Though they both start with the same number, don’t be fooled: These two cartridges are not interchangeable.

by posted on July 8, 2024
Deering 45 Ammo

During the height of the ammo shortage during the Obama administration, my local big-box gun store had a policy that customers could only buy one box of each cartridge at a time. When I carried a box of .45 Colt and a box of .45 ACP to the counter, the young lady who was running the register, who obviously knew nothing about firearms, refused to let me buy both because “they’re clearly the same—they both say .45.” It was frustrating, but she wasn’t interested in being educated, and I walked out with a single box of .45 ACP.

What that young woman didn’t know is that these are two dramatically different cartridges, and they cannot be interchanged.

The .45 Colt (sometimes colloquially called Long Colt) was designed in the 1870s for revolvers. It was and still is very much associated with cowboys and the Old West. The .45 ACP (Automatic Colt Pistol), on the other hand, was designed for semi-automatic handguns in the early 1900s by the legendary John Moses Browning. It became wildly popular after it was picked up by the military, particularly for use with the 1911 pistol. It’s still a very popular cartridge today.

Though both are .45-caliber cartridges, the cases are different, and this means the two cannot be interchanged or shot out of the same gun.

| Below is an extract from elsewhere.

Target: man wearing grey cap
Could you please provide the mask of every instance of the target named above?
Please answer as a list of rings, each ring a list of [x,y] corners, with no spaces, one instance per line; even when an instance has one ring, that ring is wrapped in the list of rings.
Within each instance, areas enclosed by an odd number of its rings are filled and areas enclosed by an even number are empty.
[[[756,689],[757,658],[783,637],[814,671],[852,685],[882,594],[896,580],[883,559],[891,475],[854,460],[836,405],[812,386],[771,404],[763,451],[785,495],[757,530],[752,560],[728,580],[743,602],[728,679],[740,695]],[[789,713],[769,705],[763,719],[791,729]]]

The .45 ACP has a shorter case and operates at a higher pressure. The .45 Colt, since it is a revolver cartridge, doesn’t need to worry about cycling a semi-automatic action. It’s a capable hunting cartridge when loaded properly, and its versatility makes it popular among handloaders. It can generally handle heavier bullets than the .45 ACP, too.

It's important to note that if you own a vintage revolver, you should be careful shooting modern .45 Colt cartridges out of it. The cartridge was originally designed for blackpowder, but today the ammo is loaded with modern smokeless powders, which generate considerably higher pressures. That’s fine in modern guns, but vintage firearms were not designed for such high pressures, and shooting modern .45 Colt loads out of a vintage revolver could damage the gun and injure the shooter.

Bottom line: These two cartridges are quite different, despite being the same caliber. The biggest practical difference is the guns they’re fired out of: The .45 Colt is used in revolvers, while the .45 ACP is used in semi-automatic handguns. The .45 Colt is rimmed and considerably longer than the rimless .45 ACP, so it’s quite easy to tell the difference when looking at the two cartridges side by side.